Question 1. What is (are) our ultimate goal(s)?

Question 1 Response--Comments on the ultimate goal ranged from specifics on modeling to an overall view of understanding how ecosystems are structured and how they function. Overall, three-dimensional models coupling physics and biology over time are needed. They should consider in situ growth and reproduction, spatial gradients and realistic animal behavior. They should have the potential to 1) understand the processes and mechanisms that affect rates of zooplankton, 2) provide an accurate hindcast of distribution and abundance of zooplankton species, of interannual variability, and 3) eventually result in an understanding of the effects of global environmental changes on zooplankton structure and dynamics. One respondent provided a time-line for his perception of the future: after 2 years we should have initial results on coupling physical transport models with biological models; after 5 years one should use these first generation models during U.S. GLOBEC field studies and begin to reformulate the models; and after 10 years we should be able to use second generation models, i.e., reformulated first generation models that have been tested against field observations.

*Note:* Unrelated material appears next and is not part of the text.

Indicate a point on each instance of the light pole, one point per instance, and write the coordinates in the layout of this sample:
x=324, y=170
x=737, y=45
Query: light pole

Many of the comments were aimed at eventually obtaining an understanding of processes, rates and structures. These included coupling of major components; how (and if) variability in fish stocks and recruitment are related to physical forcing via the zooplankton (serving as food); how short-term, intense events vs. time-averaged processes affect species abundance; and how a long-term perturbation will affect an ecosystem. A better integration of observations and modeling was requested. Models should also be sufficiently mechanistic to allow testing, including concepts. However, development of elaborate, detailed models may not be useful, if the models cannot be understood or verified. Development of models that are simple and with few parameters should be encouraged. To come to grips with recruitment models, and observational efforts, we need to focus on mortality, immigration and emigration. Eventually one would like to predict recruitment, at least its potential, from few observational variables.